Why Elixir for Real-Time Applications?

Broadcaster is built with Elixir, a language that thrives in building fault-tolerant, distributed systems. Elixir runs on the Erlang VM, which is designed for concurrency and low-latency communication — perfect for real-time media delivery. Here are a few reasons why Elixir is ideal for Broadcaster:

  • Scalability: Elixir processes are lightweight and highly scalable, allowing Broadcaster to handle hundreds of concurrent connections effortlessly.
  • Fault Tolerance: The Erlang VM provides robust fault-tolerance mechanisms, isolating processes and automatically restarting them when they crash according to a predefined restart strategy.
  • Distributed Communication: Erlang Distribution Protocol makes communication between processes transparent, regardless of the node they are spawned at. The distribution mechanism is implemented using TCP/IP sockets. Thanks to this, it is easy to synchronize state across nodes in a cluster, which is critical for a globally distributed WebRTC application.

WHIP and WHEP: Simplifying WebRTC Ingestion and Playback

Broadcaster uses two emerging WebRTC standards: WHIP (WebRTC HTTP Ingestion Protocol) and WHEP (WebRTC HTTP Egress Protocol). These protocols are designed to simplify how WebRTC streams are ingested and delivered:

  • WHIP: Used by streamers to publish their audio and video to the service. WHIP standardizes the process of pushing WebRTC media to a server over a simple HTTP-based interface.
  • WHEP: Used by viewers to establish connections and receive streams from the service. WHEP provides a standardized and efficient signaling mechanism over HTTP for clients to consume WebRTC media, which is transmitted directly via WebRTC once the connection is established.

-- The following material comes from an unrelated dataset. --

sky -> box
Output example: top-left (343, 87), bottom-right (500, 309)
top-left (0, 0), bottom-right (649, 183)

By adopting WHIP and WHEP, Broadcaster benefits from reduced complexity and interoperability. These protocols eliminate the need for custom signaling mechanisms and make it easier to integrate with other WebRTC tools and workflows. Additionally, they align with industry best practices, ensuring Broadcaster remains future-proof as WebRTC evolves.

How Broadcaster Works

Here’s a high-level view of how Broadcaster operates:

  1. Starting a Stream: A streamer starts publishing audio and video data to the service via WHIP.
  2. Viewing a Stream: Viewers connect to the service and receive the stream in real time via WHEP, ensuring seamless playback.
  3. Synchronization Across Clusters: Elixir nodes in geographically distributed clusters communicate to ensure all users see the same live stream, no matter which cluster they’re connected to.

Consider a live concert being streamed using Broadcaster. The concert originates from a single streamer, who publishes their stream to the service via WHIP. Viewers join from all over the world and consume the stream via WHEP. Users in Europe are routed to a nearby cluster in Germany, while those in Asia and the US are routed to their respective local clusters.

Even though users connect to different clusters, the streams they see are delivered in a synchronous manner, thanks to WebRTC’s low-latency design. WebRTC streams use minimal buffering, ensuring that what users see is nearly identical, regardless of their location. While there may still be slight differences in latency depending on the geographic distance from the source, viewers in the same region will experience a near-simultaneous stream, often with only millisecond-scale differences (e.g., ~10–20 ms). This is a vast improvement over traditional HTTP-based live-streaming protocols like DASH or HLS, where users often experience significant delays — sometimes even in the range of minutes — between the source and their screens. Additionally, with HTTP-based live streaming, different users watching the same stream from the same physical location can still be completely out of sync with each other.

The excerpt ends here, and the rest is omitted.